In that polished surface where the woman’s features should have been, Kendra saw not the pain of its polisher (who appreciated Kendra’s take on her work, by the way), but that of every mother in history whose story was lost. Since that moment, she could think of nothing but the existence of this vital but nameless legion.

It wasn’t the lack of genealogy that bothered her. It was the lack of answers. What was each woman like? How did she die? What was she passionate about? Did she want to raise children? Did it suit her? Did anyone learn her story while she was alive? Kendra multiplied her questions by the number of anonymous female ancestors, a number too big to comprehend, and found her storytelling mind lost in powers of millions of possibilities.

It was that motherhood had been the default role for women, regardless of what they wanted. Some still think the purpose of life is to have children. So? People remembered Shelley for Frankenstein, not for producing offspring. Kendra saw no reason she couldn’t do the same.

It was fear of the unknown. Yes; Kendra’s latest horror poem was yet another attempt by yet another artist to put into words yet another gruesome phobia that couldn’t be explained using words. She had frightened herself, not only by imagining billions of forgotten births—most without epidurals—but also by realizing she herself could sacrifice control and risk death to create life, maybe by necessity if she were born a bit earlier or somewhere else in the world. The personal accounts she’d spent the past fortnight inhaling didn’t help; they made her loins reflexively tense in dreadful anticipation of the thing. But by definition, no sources existed to identify the choir whose belabored howls echoed across her brain in unison.

It was not being able to pin down the juxtaposition she wanted. Gore without violence. Ubiquity (shucks, each person in her way at the train station was born) hidden by silence. The notion that every woman weighs unspeakable pain against the benefits of motherhood—no, the concept of unspeakable pain vs. the concept of motherhood—before having experienced either. How can you possibly know it’s right for you, then?

It was that really, Kendra herself had lost this connection. She couldn’t remember her grandmother’s face. For all she knew, she was descended from a line of ovate-void-faced women like the one imagined by the adopted sculptor.

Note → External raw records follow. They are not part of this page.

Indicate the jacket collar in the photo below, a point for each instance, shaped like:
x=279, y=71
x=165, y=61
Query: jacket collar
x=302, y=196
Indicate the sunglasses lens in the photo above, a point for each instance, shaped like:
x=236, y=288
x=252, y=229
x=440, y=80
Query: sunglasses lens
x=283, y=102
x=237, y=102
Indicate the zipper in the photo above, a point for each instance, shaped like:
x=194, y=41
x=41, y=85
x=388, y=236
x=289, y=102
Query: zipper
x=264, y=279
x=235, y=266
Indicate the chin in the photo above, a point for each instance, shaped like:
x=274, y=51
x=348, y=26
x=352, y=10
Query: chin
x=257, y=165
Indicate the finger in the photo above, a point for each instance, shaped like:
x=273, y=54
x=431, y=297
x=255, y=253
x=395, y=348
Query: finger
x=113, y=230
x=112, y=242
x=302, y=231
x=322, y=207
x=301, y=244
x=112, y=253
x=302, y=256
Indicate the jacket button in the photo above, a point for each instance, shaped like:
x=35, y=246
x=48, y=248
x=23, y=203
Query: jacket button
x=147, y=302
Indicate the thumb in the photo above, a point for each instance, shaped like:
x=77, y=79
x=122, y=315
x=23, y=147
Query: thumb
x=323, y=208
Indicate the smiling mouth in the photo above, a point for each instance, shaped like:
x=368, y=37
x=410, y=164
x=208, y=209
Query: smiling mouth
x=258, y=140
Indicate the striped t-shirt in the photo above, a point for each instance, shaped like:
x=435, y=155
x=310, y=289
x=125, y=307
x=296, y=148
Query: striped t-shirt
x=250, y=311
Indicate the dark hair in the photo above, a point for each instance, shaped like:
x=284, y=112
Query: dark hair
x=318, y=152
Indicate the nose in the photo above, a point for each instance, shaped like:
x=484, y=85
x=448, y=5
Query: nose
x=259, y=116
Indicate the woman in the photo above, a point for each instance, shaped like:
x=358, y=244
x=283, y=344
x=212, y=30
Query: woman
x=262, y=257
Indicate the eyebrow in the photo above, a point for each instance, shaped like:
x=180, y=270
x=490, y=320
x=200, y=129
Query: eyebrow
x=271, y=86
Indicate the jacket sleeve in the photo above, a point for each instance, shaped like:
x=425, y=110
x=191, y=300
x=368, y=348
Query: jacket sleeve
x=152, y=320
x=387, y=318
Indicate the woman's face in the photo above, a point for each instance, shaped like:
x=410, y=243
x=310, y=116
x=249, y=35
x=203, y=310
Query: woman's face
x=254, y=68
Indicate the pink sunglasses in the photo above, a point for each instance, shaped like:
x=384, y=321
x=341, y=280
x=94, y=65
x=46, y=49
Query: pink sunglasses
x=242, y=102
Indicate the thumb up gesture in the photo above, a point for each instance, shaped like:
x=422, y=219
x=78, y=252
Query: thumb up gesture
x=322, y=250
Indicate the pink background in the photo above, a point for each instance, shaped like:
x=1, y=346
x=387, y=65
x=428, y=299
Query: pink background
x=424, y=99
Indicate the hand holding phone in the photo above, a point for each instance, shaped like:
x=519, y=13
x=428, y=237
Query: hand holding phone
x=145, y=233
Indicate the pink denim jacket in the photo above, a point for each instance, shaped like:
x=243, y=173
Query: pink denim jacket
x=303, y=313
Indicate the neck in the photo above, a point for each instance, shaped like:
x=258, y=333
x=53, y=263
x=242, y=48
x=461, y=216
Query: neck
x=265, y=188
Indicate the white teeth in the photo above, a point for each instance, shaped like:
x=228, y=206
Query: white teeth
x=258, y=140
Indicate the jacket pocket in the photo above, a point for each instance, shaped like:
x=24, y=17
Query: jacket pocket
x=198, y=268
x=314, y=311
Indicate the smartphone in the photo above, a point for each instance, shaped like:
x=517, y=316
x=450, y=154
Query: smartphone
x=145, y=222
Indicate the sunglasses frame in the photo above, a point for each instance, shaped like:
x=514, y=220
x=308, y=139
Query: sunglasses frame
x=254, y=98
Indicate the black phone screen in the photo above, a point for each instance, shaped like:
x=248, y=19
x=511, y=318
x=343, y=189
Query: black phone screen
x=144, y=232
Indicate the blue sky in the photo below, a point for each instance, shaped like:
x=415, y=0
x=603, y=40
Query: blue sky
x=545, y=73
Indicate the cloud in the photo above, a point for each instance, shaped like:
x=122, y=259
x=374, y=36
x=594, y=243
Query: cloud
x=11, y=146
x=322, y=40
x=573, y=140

Kendra watched her boots propagate ripples in every puddle between the station and her childhood home, wondering how to atone for ignoring the one female Espinosa predecessor whose face she knew. Claudia. She hadn’t spoken to Claudia since she moved out. All these years watching her mother double-fisting cocktails after work every night, honoring her heritage through food, cooing with excitement over every drawing she or her brothers made, and she never thought to ask why.

Her hand again found the box containing a pair of crochet earrings. She had made them with goldenrod thread, Claudia’s favorite color. Mom would be thrilled. Still, Kendra felt it was an understatement. What gift says, hey Mom, sorry for taking your bravery and sacrifice for granted, I’m ready to understand you? What can you possibly do for the woman who fought your greatest fear—three times—and gave you life?

Kendra stopped at the curb, feeling embarrassed by her trinket, for facing her own mother like a stranger.

In anxious stillness, she retrieved her notebook and drafted the prologue of “La Madre Sin Rostro.”

Las olvidadas no pueden ser amadas. The forgotten cannot be loved.